Alors que j'avais prévu de vous faire faire un dernier tour dans la ville, le temps m'a rattrapée et je me retrouve déjà ce soir, la maison vide, et rangée, à attendre l'heure du départ. Il ne nous reste plus ici que quelques rêves inachevés, comme l'espoir de pouvoir faire sécher notre linge dehors dans le jardin...
Moi-même, en allant chercher la voiture ce matin qui nous amènera à l'aéroport, je me rends compte que je quitte cette ville et cette partie du monde avec regret. Il n'est plus l'heure de vous raconter tout ce que nous avons vécu et vu ici — ça, c'est pour nos retrouvailles — mais nous quittons Edmonton alors que les jours raccourcissent considérablement. Désormais, le jour se lève bien après 5h, le jeune pie que nous avons écouté tous les matins au mois de juin est parti, et le temps se fait frais. Il est prévu que nos petits poissons déménagent dans leur espace hivernale à la fin du mois prochain, car on ne sera plus à l'abri des gelées ici. Et ainsi passent les saisons.
Nous vous disons donc "à bientôt" et vous remercions vivement de nous avoir suivis lors de notre aventure canadienne.

Vous allez donc quitter ce pays dans lequel ,si je me réfère au message du 1er Mai,entre autres des merveilleuses découvertes, les étrangers ne sont pas considérés-à priori-comme des malfaiteurs (ou des malfaisants) en puissance .
ReplyDeleteJe repensais ce matin à cette séquence qui m'avait fortement frappée, alors que j'étais sur mon balcon...."Mais que fait-elle si tôt sur son balcon...?"
Et je pensais que le regard des enfants (puis des adultes)se posant sur "l'autre" venait souvent ,au départ ,de l'éducation .Ainsi, pour moi, élevée par des parents humanistes j'ai toujours considéré que de la différence naissait l'enrichissement de la culture et j'ai essayé de transmettre.....

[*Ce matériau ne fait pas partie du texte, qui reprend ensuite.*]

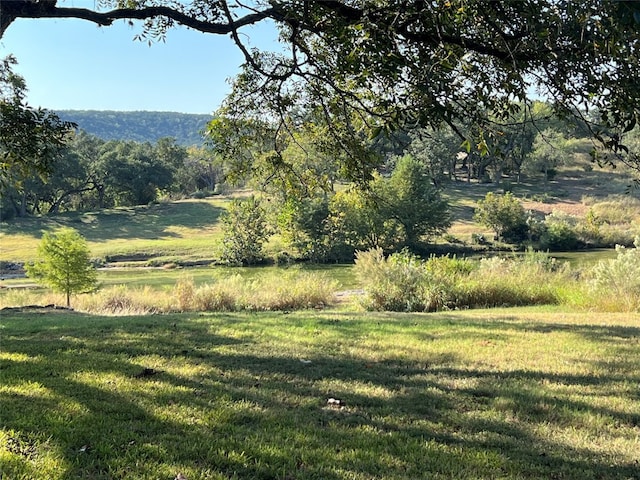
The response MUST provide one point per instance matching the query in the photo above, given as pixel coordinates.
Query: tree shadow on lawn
(248, 413)
(141, 222)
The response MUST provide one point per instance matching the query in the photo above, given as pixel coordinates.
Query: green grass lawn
(186, 229)
(518, 393)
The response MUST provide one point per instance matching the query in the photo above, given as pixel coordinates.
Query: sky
(73, 64)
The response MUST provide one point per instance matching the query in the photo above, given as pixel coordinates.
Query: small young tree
(244, 228)
(504, 214)
(64, 263)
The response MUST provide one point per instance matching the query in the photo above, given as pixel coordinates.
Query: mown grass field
(519, 393)
(185, 229)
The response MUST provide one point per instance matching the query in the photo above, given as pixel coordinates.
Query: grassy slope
(188, 231)
(185, 229)
(512, 394)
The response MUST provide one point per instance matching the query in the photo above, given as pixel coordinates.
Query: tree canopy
(368, 66)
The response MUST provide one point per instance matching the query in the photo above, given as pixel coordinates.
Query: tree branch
(12, 9)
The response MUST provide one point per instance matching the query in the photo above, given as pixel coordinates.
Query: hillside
(140, 126)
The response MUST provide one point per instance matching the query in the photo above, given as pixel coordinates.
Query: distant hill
(139, 126)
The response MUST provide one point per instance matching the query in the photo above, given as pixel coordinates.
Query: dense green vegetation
(141, 127)
(504, 393)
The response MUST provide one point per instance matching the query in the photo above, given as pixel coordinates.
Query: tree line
(90, 173)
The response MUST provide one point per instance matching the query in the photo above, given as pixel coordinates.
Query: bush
(504, 215)
(617, 281)
(244, 231)
(560, 233)
(395, 283)
(402, 282)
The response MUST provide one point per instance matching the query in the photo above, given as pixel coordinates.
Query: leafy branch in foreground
(372, 66)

Et parfois j'ai dû "redreser" une petite cervelle agitée par la colère...
La première année d'école de Tahar s'est déroulée dans un système où n'étaient
accueillis que des .......natifs !!Et un jour où je l'avais disputé assez sévèrement à la maison...il m' a déclaré tout de go, d'une seule haleine, en larmes et vraiment en colère :
"De toute façon, je suis algérien, papa est algérien, Amel est algérien (sic) ,toi tu es française, tu es toute seule et c'est bien fait pour toi...!" (NdR...ce n'est pas un mythe!!)Il avait cinq ans !
Ouf, ça fait mal !Et sur le coup, j'ai eu du mal à encaisser...et encore plus quand j'ai réalisé que "l'éducatrice scolaire" lui avait instillé ce poison : rejeter les autres .Et il a fallu, une fois le calme revenu dans nos deux coeurs,parler doucement de cet état de faits et de la "richesse" qu'engendrait notre famille réunissant deux racines.
Alors, regardez la chance que nous avons...nos racines se sont étendues....et si nous devons cotoyer des "petits esprits" comme dit Montesquieu....ils ne peuvent nous atteindre .
Et pour ma part, j'en ai cotoyé de part et d'autre ,mais ayant gardé toujours en mémoire certaines maximes paternelles, j'ai pu survivre...et survivrai encore, car quoiqu'en pense Descartes ,le bon sens n'est pas "la chose du monde la mieux partagée"..
Philosophe matinale, mamanlou !!!???